In a world where you have more options for satisfying your longform reading needs than ever, your friends here at Flavorwire are taking the time once a week to highlight some of the best that journalism has to offer. Whether they’re unified by topic, publication, writer, their status as classics, or just by a general feeling, these articles all have one thing in common: they’re essential reading. This week, we’re looking some of the most notorious celebrity profiles from then and now.
The celebrity profile is its own weird beast, able to tip over the line into horrific cliché or mean-spirited takedown with ease. Gay Talese’s landmark profile “Frank Sinatra Has a Cold,” written for Esquire in 1966, hangs over the genre like a colossus — Talese took a star on the wane and came up with a piece that said profound things about the way we live now. While not every celebrity profile hits that Talese brilliance, the ones that do get some notoriety, for whatever reason, can be well worth reading. The results will enchant, annoy, and fascinate you in equal measures.
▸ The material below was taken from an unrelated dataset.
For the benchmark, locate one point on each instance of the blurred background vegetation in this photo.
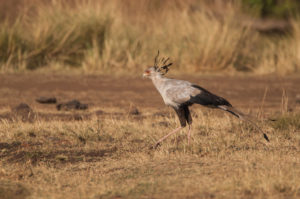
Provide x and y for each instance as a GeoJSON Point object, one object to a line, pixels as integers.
{"type": "Point", "coordinates": [257, 36]}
“Frank Sinatra Has a Cold,” by Gay Talese, Esquire, April 1966
The granddaddy of them all, the first thing you read in journalism class, one of the ur-texts of New Journalism, Talese’s classic is so perfectly written, so ingeniously structured, that it’s hard to imagine a world where this profile doesn’t exist, mocking every writer about how you could do better. A delicious bonus: Talese annotated it for Nieman Storyboard last year. Enjoy.
“Strange Love,” by Lynn Hirschberg, Vanity Fair, September 1992
As a celebrity profiler, Hirschberg is one of the great takedown artists. This particular profile — written right in the center of the grunge era and at the height of “Kurt [Cobain] and Courtney [Love]”/Nirvana and Hole mania — is notorious for its allegations that Love took heroin when she was pregnant with the couple’s daughter, Frances Bean. After the magazine came out, the child was temporarily taken away from Love and Cobain by the authorities. Love’s grudge has continued: she threatened to beat up Hirschberg at a party with Quentin Tarantino’s Oscar, and she’s gone on record as saying the humiliation of that interview led to Cobain’s suicide.
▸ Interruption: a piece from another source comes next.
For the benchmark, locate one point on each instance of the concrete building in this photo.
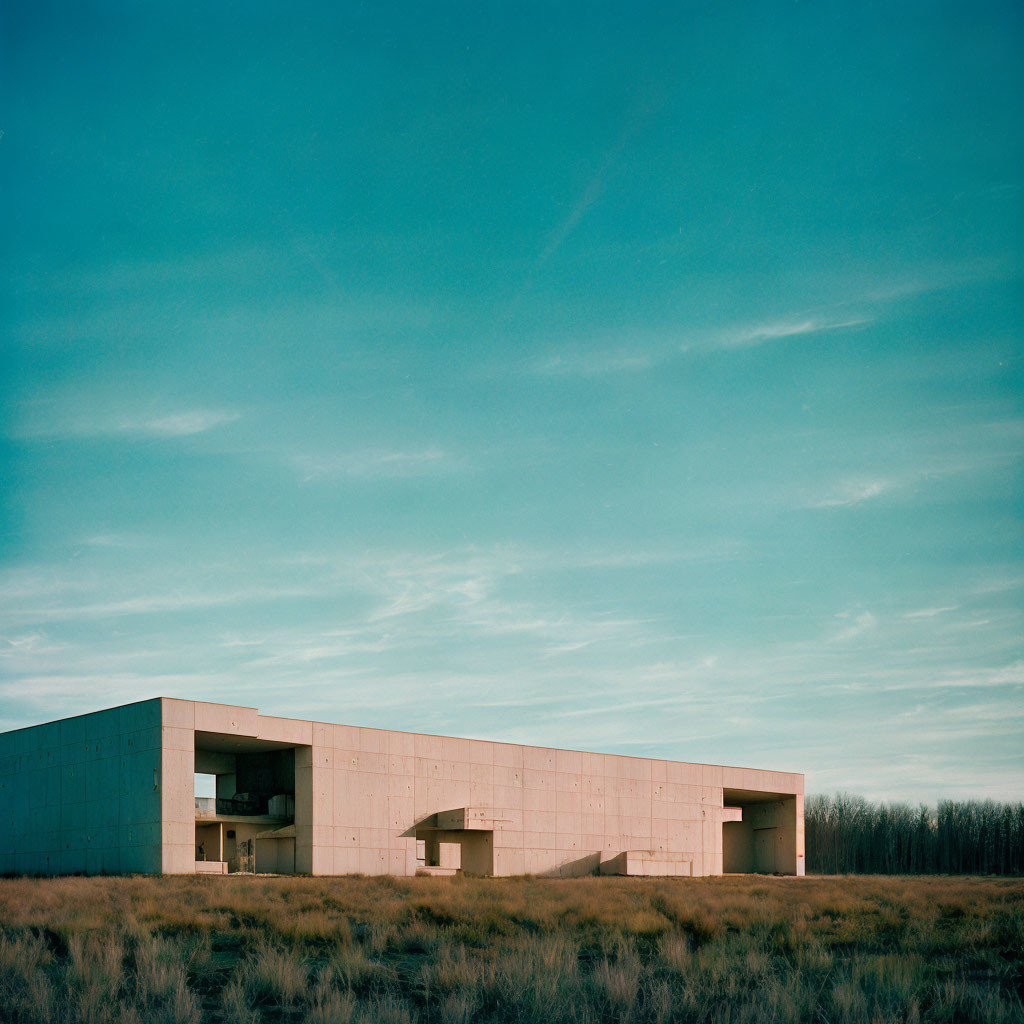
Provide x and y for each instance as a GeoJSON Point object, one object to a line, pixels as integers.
{"type": "Point", "coordinates": [114, 792]}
“Angelina Jolie Dies For Our Sins,” by Tom Junod, Esquire, July 2007
The Esquire man, often a staff writer like Tom Junod (a good journalist!), is often charged with writing the florid poesy that passes for insight on the erotic mystery that is the beautiful Hollywood star (but never, alas, Jared Leto). Jolie, of course, has always been a canny manipulator of her own image (remember the vials of blood? Knives? Billy Bob?) This particular profile of Jolie has gotten howls that it may be “the worst celebrity profile ever,” as, well, it starts with, “This is a 9/11 story… It’s a 9/11 story because it’s a celebrity profile.” Yeah.
“M.I.A.’s Agitprop Pop,” by Lynn Hirschberg, The New York Times Magazine, May 2010
Ah, yes, the notorious “truffle fries” interview. The second appearance by Hirschberg on this list, the juxtaposition of M.I.A.’s revolutionary statements with her bourgeois existence was a hatchet job that seemed to be M.I.A.’s last big moment of nearly mainstream cultural relevance (until “Bad Girls” and the 2012 Super Bowl). Her image took a hit, and the very long list of “corrections” at the bottom of this piece indicates some fights between her people and the magazine: “While M.I.A. did make those remarks, she did not make the entire statement at the same point in the interview, or in the order in which it was presented.”
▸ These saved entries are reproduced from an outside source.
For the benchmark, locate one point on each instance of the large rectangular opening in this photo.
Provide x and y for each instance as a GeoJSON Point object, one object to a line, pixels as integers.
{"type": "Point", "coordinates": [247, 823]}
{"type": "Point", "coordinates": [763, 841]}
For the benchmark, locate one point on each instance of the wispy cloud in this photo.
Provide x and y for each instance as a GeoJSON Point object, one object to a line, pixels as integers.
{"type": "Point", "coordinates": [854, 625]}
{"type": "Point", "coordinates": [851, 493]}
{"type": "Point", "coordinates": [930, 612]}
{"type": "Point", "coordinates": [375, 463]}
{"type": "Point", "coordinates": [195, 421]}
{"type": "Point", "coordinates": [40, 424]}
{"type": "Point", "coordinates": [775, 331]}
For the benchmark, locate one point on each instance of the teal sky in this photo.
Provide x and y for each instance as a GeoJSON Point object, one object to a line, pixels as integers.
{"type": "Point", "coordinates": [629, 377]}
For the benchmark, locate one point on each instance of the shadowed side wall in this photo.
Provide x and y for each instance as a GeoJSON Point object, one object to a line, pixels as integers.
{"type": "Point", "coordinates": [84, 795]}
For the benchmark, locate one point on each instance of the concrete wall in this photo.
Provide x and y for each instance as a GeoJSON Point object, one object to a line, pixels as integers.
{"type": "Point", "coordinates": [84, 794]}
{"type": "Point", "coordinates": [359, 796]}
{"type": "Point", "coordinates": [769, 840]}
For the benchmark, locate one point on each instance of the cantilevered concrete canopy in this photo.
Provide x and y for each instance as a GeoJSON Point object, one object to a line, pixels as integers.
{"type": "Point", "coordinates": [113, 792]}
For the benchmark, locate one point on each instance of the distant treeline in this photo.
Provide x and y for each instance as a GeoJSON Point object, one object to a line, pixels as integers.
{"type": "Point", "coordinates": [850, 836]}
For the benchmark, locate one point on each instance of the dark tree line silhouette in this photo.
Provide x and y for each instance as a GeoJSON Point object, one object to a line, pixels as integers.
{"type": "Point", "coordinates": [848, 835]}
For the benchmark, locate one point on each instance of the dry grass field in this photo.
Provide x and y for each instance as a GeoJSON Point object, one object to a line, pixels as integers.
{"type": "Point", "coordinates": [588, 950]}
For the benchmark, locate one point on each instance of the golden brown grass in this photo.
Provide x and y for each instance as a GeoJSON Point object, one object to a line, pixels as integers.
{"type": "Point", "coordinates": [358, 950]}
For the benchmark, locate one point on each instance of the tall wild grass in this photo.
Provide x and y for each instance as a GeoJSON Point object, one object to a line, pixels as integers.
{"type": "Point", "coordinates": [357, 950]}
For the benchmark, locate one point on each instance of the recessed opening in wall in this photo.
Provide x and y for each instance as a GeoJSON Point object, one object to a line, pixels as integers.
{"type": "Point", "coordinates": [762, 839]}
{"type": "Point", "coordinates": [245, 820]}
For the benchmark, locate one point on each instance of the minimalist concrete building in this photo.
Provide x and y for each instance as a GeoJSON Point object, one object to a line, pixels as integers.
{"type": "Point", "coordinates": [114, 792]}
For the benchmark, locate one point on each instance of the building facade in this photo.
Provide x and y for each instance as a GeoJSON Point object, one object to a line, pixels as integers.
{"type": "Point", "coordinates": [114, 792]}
“The Apostate,” by Lawrence Wright, The New Yorker, February 2011
So, this profile is a little bit different. Yes, Haggis was a Hollywood screenwriter and director, an Oscar winner for Crash in 2004. He was also a Scientologist, and one who publicly broke with the church. He shares his story with Wright in a stunning 25,000-word profile, a piece that would be the root of Wright’s brilliant book, Going Clear: Scientology, Hollywood, and the Prison of Belief. The last lines are corkers: “I was in a cult for thirty-four years. Everyone else could see it. I don’t know why I couldn’t.”
“American Marvel,” by Edith Zimmerman, GQ, July 2011
This weird little humor piece is, in its own nutty way, a kind of brilliant riposte to the average drooling over babely ingenues piece by devolving into its own deranged drooling over babely male star Chris Evans and maybe kind of sleeping in his guest room, googling “help me california” on my phone piece. It came on the heels of a bananas profile of Channing Tatum that involved drinking in a California ghost town, and it was part of a short-lived wave of celebrity profiles that were actually surprising to the reader. At the time, it inspired a lot of hand-wringing about journalistic ethics and female journalists in particular, but now it seems to be enduring as a piece of celebrity profiling that’s bratty and hilarious and almost radical in its fuck-off to the usual suck-up ethos.